In the ever-evolving digital audio landscape, Spotify, well-known for its music and talk content, has recently introduced audiobooks to its vast user base. While promising, this move presents significant challenges for personalized recommendations. Unlike music and podcasts, audiobooks, initially available for a fee, cannot be easily skimmed before purchase, posing higher stakes for the relevance of recommendations. Furthermore, introducing a new content type into an existing platform confronts extreme data sparsity, as most users are unfamiliar with this new content type. Lastly, recommending content to millions of users requires the model to react fast and be scalable. To address these challenges, we leverage podcast and music user preferences and introduce 2T-HGNN, a scalable recommendation system comprising Heterogeneous Graph Neural Networks (HGNNs) and a Two Tower (2T) model. This novel approach uncovers nuanced item relationships while ensuring low latency and complexity. We decouple users from the HGNN graph and propose an innovative multi-link neighbor sampler. These choices, together with the 2T component, significantly reduce the complexity of the HGNN model. Empirical evaluations involving millions of users show significant improvement in the quality of personalized recommendations, resulting in a +46% increase in new audiobooks start rate and a +23% boost in streaming rates. Intriguingly, our model's impact extends beyond audiobooks, benefiting established products like podcasts.
Paper Structure (25 sections, 7 equations, 4 figures, 5 tables)

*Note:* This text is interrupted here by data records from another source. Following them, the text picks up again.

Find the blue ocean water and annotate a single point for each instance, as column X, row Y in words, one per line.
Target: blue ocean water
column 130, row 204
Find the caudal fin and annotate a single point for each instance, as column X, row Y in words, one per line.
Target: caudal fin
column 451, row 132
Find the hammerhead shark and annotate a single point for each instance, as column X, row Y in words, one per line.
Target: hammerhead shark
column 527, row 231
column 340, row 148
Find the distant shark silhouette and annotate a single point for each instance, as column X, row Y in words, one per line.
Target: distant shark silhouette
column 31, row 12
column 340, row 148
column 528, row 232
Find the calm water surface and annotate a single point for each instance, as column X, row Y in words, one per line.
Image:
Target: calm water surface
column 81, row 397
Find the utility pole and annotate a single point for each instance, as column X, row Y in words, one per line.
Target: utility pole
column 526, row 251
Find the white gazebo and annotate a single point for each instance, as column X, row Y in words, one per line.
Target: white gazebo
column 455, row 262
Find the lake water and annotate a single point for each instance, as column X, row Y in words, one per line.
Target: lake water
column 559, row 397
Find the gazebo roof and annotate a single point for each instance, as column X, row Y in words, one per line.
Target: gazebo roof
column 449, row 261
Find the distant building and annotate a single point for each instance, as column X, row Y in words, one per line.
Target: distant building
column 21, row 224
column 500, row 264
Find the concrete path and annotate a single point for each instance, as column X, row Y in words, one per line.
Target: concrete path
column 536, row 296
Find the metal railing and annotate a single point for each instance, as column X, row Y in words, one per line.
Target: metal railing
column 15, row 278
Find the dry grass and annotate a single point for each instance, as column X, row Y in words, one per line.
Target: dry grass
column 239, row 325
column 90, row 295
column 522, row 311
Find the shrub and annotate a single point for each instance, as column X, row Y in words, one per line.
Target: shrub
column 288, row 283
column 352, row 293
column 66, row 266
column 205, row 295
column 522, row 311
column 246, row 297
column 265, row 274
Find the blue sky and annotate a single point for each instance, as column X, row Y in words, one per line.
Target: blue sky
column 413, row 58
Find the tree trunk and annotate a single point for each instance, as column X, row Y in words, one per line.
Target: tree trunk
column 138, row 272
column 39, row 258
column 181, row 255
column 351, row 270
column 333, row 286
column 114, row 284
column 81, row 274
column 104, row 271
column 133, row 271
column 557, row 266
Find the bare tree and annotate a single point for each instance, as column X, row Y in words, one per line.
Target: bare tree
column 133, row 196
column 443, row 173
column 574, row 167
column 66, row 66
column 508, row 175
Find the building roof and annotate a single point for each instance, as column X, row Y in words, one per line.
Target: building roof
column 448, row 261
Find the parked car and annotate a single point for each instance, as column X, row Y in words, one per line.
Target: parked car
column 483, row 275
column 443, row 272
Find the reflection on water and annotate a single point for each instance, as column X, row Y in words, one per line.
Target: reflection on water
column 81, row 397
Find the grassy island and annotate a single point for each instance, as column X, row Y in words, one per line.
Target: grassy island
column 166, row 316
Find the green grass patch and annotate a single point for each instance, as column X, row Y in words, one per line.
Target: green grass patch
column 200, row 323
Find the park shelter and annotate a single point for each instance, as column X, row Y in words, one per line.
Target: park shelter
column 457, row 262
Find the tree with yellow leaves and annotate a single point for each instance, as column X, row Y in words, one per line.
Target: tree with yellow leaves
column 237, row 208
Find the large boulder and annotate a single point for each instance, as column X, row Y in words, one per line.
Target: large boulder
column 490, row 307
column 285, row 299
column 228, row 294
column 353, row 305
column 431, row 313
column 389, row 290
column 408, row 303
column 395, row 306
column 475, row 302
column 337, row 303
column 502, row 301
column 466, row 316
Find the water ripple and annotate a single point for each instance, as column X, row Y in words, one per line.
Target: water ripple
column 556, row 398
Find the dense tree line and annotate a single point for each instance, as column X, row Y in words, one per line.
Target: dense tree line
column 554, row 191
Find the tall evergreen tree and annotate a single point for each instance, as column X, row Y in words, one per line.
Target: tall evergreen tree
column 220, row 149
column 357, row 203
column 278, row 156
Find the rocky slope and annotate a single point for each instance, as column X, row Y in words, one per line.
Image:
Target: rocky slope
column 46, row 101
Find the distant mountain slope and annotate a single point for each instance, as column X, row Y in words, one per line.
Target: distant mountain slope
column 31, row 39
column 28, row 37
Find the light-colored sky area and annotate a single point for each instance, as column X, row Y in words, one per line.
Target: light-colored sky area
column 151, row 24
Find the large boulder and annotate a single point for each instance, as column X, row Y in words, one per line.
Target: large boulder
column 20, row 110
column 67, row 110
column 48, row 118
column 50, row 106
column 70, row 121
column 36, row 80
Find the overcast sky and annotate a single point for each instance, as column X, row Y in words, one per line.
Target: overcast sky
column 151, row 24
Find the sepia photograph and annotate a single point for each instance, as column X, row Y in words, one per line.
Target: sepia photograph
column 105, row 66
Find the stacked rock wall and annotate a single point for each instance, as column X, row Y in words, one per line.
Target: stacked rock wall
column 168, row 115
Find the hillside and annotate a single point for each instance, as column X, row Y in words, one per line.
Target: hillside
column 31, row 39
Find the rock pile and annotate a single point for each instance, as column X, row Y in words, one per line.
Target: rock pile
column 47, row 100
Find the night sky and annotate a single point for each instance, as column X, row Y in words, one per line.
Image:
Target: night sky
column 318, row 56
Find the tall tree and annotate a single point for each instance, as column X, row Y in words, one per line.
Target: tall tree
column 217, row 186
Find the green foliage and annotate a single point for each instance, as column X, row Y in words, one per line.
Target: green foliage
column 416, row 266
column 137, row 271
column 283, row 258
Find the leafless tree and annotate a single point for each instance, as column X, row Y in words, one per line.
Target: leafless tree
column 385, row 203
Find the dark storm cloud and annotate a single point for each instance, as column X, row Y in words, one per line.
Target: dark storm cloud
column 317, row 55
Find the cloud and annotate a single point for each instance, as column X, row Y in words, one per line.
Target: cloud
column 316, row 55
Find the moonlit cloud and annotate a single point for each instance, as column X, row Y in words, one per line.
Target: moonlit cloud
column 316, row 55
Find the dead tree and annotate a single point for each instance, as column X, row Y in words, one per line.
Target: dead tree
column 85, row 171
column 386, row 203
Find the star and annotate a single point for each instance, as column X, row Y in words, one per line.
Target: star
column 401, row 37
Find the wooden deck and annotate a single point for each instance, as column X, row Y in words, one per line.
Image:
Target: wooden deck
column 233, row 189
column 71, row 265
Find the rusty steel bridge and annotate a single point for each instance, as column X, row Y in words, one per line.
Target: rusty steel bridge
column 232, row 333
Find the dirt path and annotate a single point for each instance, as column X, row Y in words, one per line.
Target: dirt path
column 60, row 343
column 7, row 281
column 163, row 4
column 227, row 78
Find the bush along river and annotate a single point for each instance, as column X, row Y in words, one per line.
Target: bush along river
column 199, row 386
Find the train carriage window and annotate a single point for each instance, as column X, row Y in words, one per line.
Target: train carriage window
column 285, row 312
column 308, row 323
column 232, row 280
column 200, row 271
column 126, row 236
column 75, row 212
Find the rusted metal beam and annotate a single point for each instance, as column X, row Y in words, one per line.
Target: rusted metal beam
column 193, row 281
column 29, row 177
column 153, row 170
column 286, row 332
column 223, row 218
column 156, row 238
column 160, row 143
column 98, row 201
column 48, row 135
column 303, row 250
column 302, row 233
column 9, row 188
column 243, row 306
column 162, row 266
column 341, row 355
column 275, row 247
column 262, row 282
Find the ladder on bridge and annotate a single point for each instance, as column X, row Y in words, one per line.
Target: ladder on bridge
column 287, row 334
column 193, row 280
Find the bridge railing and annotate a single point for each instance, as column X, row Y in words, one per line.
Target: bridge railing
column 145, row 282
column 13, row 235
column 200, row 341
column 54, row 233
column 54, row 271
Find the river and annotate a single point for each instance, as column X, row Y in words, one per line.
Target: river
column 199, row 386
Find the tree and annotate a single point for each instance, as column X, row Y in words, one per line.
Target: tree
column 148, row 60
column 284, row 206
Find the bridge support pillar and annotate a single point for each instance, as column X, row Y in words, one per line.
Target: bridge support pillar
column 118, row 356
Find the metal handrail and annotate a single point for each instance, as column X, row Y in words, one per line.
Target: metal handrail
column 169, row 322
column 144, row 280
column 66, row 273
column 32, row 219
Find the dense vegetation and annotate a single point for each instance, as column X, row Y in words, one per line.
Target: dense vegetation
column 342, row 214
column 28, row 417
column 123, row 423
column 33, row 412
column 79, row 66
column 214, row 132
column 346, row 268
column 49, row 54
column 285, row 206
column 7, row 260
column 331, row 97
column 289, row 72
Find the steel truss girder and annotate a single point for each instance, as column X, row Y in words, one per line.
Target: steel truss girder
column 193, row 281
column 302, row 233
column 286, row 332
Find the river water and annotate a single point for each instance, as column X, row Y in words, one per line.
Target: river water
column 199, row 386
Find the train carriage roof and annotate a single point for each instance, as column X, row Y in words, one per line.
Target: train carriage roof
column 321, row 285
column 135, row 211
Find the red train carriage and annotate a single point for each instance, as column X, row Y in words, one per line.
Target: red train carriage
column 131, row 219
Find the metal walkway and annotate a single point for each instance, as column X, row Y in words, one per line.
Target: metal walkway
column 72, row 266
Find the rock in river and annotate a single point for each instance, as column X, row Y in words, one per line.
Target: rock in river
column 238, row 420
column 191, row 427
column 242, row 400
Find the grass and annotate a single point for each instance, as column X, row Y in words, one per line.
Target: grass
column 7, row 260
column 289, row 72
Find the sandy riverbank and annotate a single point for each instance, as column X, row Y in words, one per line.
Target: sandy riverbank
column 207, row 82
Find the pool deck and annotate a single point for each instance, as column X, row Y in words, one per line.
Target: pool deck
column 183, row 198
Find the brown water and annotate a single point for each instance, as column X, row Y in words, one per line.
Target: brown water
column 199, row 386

This paper contains 25 sections, 7 equations, 4 figures, 5 tables.

Figures (4)

  • Figure 1: A) our users' consumption patterns, which involve audiobooks and podcasts; B) we build a co-listening graph with nodes representing audiobooks or podcasts, and edges connecting nodes whenever at least one user streams both; C) Audiobook IT gets recommended because 2T-HGNN performs non-trivial recommendations using 2-hop distant patterns. Delicious is similar to Taste. Taste is co-listened with Fake Doctors, which is co-listened with IT.
  • Figure 2: A) The audiobook consumption at launch is very sparse. 25% of users account for 75% of all streaming hours. B) Users having similar audiobook taste are more similar in podcast preferences than users selected at random. C) Audiobooks co-listened by at least one user have similar content embeddings (LLM embeddings extracted from the title and description of the audiobooks). D) Two audiobooks co-listened with the same podcast but not with each other have similar content embeddings.
  • Figure 3: Overview of our model. A) We represent audiobook-podcast relationships using a heterogeneous graph comprising two node types: audiobook and podcast, connected to each other whenever at least one user has listened to both. Each node has LLM embedding features extracted from the titles and descriptions of audiobooks and podcasts. We use a 2-layers HGNN on top of this graph. B) Our 2T model recommends audiobooks to users by exploiting HGNN embeddings, user demographic features (e.g. country and age), and historical user interactions (music, podcasts and audiobooks) represented as embeddings.
  • Figure 4: Co-occurrence Patterns among weak signals. The heatmap illustrates the distribution of signal co-occurrences, with each $(i,j)$ entry representing the fraction of occurrences of signal $j$ in relation to the total occurrences of signal $i$. The adjacent bar plot on the right provides insights into the relative distribution of signals within rows.